Now, we describe the contents of events, the relevant information for processors to compute their histories. Then, examples are given to illustrate how processors exchange their histories (observations), followed by the algorithm Compute History.

**Definition 4.4** Let a tuple \( t_1 = (\text{processor}, \text{var} = \text{val}, \text{time}) \) denote a timestamped local operation. Let a tuple \( t_2 = (\text{processor}_1, \text{processor}_2, \text{send/receive}, \text{time}) \) denote a timestamped send/receive operation of processor \( i \), where processor \( i \) is the corresponding communicating processor. A send/receive event \( e \) is denoted by \( (t_1, t_1, \ldots, t_1, t_2) \). The contents of these two events are as follows.

\[
\begin{align*}
\epsilon_{1,1} &= ((P_1, x = 1, [1], 0), (P_1, P_2, \text{send}, [2], 0)) \\
\epsilon_{1,2} &= ((P_1, x = 5, [3], 0), (P_1, P_2, \text{send}, [4], 0))
\end{align*}
\]

Events \( \epsilon_{1,1} \) shows that at time \([1,0]\) the value of \( x \) in processor \( P_1 \) is 1, and \( P_1 \) sent a message to \( P_2 \) at time \([2,0]\). Likewise, event \( \epsilon_{1,2} \) shows that at time \([3,0]\) the value of \( x \) in processor \( P_1 \) is 5, and \( P_1 \) sent a message to \( P_2 \) at time \([4,0]\). Here, the result of a local operation, \( x = 1 \), is considered as part of the next (observable) event \( \epsilon_{1,1} \). Similarly, the result of a local operation, \( x = 5 \), is considered as part of the next (observable) event \( \epsilon_{1,2} \).
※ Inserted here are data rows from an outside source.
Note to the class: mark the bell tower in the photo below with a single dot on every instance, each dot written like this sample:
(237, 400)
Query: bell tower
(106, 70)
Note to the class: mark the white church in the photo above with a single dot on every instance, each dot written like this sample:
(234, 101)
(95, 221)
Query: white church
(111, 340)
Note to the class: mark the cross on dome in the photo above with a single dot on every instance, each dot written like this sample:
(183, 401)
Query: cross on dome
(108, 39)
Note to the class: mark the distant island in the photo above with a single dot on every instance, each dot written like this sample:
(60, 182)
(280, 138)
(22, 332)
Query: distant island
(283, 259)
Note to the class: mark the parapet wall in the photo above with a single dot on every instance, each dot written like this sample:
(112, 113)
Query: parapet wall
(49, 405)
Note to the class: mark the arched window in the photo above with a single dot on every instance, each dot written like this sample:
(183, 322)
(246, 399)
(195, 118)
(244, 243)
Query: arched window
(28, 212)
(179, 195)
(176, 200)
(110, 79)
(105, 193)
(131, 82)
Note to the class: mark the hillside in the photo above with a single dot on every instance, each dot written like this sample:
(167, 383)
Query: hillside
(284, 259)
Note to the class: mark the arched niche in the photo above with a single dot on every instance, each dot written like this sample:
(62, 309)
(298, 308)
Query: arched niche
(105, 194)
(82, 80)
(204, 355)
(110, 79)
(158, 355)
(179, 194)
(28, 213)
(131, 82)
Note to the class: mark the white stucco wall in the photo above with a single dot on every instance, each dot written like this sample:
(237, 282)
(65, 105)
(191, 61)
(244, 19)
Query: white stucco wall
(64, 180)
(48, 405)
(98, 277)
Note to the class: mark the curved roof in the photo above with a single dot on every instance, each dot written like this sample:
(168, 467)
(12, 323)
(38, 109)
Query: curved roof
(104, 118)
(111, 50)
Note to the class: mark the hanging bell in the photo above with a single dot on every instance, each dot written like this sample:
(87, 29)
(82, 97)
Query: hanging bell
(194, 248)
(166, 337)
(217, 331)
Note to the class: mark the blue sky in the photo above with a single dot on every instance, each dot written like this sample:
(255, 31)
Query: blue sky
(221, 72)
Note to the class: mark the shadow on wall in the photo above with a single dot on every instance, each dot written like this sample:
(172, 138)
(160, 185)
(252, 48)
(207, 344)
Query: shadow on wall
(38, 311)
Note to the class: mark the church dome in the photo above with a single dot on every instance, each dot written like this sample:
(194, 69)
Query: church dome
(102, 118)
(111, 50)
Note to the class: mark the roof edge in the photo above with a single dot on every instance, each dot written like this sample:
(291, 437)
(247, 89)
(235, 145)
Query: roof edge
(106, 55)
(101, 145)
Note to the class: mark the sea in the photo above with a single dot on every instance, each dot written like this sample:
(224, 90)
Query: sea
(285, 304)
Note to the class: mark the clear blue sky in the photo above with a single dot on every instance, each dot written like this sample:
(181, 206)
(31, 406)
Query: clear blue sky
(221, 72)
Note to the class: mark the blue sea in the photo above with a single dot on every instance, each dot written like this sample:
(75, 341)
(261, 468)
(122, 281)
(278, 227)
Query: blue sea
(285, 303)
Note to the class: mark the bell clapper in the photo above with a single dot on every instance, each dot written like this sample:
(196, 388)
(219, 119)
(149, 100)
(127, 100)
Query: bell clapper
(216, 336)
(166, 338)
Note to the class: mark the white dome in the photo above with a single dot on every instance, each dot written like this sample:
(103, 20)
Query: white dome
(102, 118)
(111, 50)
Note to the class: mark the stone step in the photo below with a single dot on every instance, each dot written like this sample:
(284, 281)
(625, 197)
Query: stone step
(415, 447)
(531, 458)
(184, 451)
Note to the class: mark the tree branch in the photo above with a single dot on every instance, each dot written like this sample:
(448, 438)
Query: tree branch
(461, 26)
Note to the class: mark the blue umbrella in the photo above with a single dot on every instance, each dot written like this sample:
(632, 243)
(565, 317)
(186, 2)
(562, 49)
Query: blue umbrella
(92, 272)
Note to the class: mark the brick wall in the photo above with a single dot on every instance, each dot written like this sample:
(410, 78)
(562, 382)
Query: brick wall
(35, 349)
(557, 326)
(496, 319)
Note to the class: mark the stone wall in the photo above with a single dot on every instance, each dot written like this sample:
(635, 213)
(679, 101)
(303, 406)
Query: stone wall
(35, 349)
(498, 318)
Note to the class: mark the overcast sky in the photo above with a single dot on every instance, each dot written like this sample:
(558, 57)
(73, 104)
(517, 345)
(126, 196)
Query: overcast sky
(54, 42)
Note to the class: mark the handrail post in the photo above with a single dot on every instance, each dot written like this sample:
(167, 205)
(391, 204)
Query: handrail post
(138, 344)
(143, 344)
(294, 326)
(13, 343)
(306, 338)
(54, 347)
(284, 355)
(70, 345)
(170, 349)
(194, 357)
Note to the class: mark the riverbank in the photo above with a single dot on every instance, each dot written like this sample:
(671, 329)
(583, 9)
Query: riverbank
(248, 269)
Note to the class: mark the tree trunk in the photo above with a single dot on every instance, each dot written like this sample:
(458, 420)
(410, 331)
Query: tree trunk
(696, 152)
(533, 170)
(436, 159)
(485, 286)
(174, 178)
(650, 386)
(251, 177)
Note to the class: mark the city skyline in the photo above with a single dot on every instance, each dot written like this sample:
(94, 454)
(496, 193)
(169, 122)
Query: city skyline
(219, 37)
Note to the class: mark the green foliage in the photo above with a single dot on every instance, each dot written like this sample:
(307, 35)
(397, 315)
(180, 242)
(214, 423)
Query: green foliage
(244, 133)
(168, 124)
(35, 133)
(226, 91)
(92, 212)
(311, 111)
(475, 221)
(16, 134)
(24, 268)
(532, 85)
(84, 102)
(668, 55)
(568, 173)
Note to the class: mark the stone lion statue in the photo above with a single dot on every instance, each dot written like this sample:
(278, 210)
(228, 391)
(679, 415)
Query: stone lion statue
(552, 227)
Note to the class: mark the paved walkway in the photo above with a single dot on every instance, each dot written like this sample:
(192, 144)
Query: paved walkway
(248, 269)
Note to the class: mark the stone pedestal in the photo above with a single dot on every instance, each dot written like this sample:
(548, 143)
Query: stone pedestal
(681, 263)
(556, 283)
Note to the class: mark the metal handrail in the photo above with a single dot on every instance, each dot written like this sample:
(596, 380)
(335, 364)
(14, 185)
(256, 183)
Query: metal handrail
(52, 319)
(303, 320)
Based on this example, then, how does processor \( P_2 \) incorporate the received events into its history \( V_{h2} \)? The following describes the incorporation of an event into a history.

A run-time history \( V_{h} \), of processor \( P_1 \) is computed as follows. During a communication, processors \( P_1 \) and \( P_2 \) exchange their respective histories \( V_{h1} \) and \( V_{h2} \). After the exchange, both processors incorporate the received history into their own histories. The following shows that processor \( P_1 \) incorporates \( V_{h2} \) into its history \( V_{h1} \).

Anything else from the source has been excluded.